Interested in physics? How about American history, Economics or the music of the Beatles? It’s all just a few clicks away. The recent explosion of online educational resources has made a dizzying array of educational content available to anyone with an internet connection. Khan Academy, ITunes U, and Coursera are just a few of the sites where you’ll find massive open online courses. Yes, they’re called MOOCs (rhymes with dukes), and they come in many flavors. Some offer short video segments featuring an off-screen teacher and a virtual blackboard. Others feature university lectures, reading assignments and a four to 12 week-long syllabus.
So how do you know which type of course is for you. Well, it usually comes down to your level of interest and the amount of time you have to spare. The great thing about MOOCs is that they are usually free and available 24/7. So, don’t be afraid to explore and don’t feel guilty about not completing a particular course. The whole point is to learn what you want, when you want!
The big MOOC players like Khan Academy, EdX, Coursera, and Udacity offer dozens of courses ranging from basic algebra to Greek philosophy. However, there are also many websites that provide general information on a more narrow realm of topics. For example National Geographic and PBS provide excellent articles, photos, and videos about human culture and science. Other websites, such as the NDT (Nondestructive Testing) Resource Center and Jefferson Lab provide more scientific and technological information in a user friendly format.
Those of us interested in welding can find a good number of educational websites that offer both free content and paid courses. For example, Miller, Lincoln, and ESAB provide text, video and PowerPoint presentations that cover the basics of welding and several specific welding processes.

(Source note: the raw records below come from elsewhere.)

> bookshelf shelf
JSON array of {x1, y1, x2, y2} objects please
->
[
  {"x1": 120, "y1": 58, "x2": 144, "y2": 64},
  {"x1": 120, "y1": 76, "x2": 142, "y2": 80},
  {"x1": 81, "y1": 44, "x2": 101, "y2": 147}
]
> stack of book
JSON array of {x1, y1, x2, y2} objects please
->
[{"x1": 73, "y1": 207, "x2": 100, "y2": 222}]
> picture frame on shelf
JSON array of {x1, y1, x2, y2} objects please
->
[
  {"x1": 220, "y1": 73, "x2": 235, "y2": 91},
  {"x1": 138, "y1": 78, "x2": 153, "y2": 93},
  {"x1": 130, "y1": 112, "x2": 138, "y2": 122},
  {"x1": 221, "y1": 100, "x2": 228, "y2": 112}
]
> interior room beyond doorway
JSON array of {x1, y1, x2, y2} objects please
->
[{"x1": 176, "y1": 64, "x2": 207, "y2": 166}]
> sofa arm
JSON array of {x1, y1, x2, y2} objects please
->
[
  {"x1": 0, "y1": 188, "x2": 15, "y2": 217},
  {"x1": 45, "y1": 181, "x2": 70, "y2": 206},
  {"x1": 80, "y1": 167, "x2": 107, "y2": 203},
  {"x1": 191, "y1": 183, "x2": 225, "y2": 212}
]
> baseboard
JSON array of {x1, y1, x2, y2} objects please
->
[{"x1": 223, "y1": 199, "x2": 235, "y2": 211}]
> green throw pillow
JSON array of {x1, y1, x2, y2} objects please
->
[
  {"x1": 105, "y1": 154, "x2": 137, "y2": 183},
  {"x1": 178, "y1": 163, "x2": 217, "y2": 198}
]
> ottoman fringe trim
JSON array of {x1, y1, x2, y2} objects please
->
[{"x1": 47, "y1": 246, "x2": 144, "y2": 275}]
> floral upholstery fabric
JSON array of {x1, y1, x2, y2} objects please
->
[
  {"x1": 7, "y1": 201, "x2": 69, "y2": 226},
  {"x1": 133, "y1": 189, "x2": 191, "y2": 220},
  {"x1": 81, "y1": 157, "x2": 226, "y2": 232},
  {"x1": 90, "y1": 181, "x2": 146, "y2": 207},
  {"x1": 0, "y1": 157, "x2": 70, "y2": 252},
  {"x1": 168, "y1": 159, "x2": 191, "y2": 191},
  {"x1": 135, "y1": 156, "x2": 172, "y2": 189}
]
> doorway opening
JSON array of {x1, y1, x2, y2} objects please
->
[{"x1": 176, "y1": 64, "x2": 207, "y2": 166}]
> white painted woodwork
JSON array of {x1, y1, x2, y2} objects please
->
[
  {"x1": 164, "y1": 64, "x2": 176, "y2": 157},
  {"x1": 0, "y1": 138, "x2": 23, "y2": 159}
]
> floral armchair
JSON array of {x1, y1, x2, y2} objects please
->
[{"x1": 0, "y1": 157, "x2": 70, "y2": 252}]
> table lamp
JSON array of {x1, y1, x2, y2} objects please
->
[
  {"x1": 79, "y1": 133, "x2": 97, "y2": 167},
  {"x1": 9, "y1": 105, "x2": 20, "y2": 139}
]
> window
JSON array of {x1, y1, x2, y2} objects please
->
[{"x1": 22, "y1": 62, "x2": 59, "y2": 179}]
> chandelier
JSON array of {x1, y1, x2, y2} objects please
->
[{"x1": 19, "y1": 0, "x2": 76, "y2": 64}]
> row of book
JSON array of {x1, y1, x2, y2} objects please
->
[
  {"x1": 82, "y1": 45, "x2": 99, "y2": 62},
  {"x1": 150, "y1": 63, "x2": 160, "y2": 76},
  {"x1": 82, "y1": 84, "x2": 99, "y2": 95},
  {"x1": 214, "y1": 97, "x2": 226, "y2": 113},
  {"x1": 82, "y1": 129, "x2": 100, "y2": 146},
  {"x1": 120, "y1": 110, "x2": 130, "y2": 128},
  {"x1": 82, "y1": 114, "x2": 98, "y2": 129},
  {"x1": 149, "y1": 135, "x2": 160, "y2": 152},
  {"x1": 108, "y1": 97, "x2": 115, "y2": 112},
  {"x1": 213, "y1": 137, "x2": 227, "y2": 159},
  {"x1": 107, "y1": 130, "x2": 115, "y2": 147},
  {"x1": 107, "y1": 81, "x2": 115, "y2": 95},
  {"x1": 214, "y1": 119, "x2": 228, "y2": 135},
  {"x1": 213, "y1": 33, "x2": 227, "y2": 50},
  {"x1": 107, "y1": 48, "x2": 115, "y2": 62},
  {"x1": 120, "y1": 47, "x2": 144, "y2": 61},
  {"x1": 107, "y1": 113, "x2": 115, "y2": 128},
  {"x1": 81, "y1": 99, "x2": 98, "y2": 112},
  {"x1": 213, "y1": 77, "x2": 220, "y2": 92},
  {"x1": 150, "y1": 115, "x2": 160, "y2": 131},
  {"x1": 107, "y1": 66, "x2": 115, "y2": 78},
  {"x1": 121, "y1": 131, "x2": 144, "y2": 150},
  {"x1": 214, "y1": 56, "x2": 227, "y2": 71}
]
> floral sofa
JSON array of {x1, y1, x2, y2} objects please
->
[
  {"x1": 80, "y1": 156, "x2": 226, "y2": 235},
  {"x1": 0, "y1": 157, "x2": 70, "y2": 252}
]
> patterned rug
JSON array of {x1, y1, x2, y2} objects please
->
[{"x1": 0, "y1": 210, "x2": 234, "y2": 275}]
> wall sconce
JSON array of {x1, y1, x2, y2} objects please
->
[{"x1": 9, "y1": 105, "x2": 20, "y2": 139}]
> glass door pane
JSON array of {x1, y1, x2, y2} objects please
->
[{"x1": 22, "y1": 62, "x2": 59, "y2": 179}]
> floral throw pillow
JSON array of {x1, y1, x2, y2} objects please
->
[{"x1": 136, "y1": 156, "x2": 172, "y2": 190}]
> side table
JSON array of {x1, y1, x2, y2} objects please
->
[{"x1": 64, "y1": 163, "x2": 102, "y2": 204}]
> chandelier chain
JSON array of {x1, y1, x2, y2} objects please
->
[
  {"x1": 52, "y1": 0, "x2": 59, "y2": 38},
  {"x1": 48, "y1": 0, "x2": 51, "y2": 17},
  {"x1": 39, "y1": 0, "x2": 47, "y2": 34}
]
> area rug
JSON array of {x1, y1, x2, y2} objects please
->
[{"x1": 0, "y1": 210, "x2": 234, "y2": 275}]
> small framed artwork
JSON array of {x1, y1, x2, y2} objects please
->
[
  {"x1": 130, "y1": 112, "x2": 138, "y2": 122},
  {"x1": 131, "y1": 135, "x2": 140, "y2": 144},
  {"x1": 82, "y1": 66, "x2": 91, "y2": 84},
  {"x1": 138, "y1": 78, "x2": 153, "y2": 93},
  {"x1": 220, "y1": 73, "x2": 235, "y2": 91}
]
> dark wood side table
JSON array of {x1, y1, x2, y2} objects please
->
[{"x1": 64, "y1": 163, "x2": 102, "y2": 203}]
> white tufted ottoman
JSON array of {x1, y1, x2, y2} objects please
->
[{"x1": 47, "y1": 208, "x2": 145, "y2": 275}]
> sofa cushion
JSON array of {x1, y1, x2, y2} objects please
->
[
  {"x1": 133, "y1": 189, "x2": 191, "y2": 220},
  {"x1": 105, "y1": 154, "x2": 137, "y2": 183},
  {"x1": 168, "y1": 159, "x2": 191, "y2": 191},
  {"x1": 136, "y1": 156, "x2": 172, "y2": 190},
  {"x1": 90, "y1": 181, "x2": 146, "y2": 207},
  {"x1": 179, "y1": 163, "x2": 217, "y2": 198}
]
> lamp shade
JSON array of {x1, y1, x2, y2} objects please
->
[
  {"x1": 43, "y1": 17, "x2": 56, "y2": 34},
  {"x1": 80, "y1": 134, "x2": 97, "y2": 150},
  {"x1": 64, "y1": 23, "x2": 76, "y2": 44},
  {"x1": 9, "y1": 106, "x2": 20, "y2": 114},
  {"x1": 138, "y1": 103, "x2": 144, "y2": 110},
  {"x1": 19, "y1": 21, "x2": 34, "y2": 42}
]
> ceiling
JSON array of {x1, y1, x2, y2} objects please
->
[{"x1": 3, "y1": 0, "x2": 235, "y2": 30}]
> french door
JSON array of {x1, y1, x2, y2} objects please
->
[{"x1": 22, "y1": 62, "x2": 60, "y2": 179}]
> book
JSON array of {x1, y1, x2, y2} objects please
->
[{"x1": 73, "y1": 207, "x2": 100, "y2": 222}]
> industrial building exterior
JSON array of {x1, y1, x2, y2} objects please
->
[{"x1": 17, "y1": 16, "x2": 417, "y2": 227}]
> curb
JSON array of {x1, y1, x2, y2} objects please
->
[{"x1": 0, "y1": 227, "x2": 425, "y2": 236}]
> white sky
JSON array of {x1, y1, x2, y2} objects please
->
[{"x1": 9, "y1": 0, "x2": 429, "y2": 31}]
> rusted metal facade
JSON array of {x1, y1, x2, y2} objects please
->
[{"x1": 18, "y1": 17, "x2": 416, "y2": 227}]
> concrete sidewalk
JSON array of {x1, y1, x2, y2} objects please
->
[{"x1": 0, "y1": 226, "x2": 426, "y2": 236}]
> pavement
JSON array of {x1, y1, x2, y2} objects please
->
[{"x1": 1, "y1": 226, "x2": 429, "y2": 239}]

American Welding Online is more like a MOOC. Here, the student or professional can access free podcast presentations on the latest developments in welding and welding education, as well as paid courses that delve deeper into a variety of topics. These include Welding Fundamentals, Safety in Welding, Understanding Welding Symbols, Math for welders I, Science of Nondestructive Testing and Metallurgy for the Non-Metallurgist. AWO courses are comprehensive but not necessarily complex. They present complex principles and operations in an engaging, easy-to-understand, modular format that allows the participant to learn at his own pace. AWO course hours also count towards a CWIs personal development hours.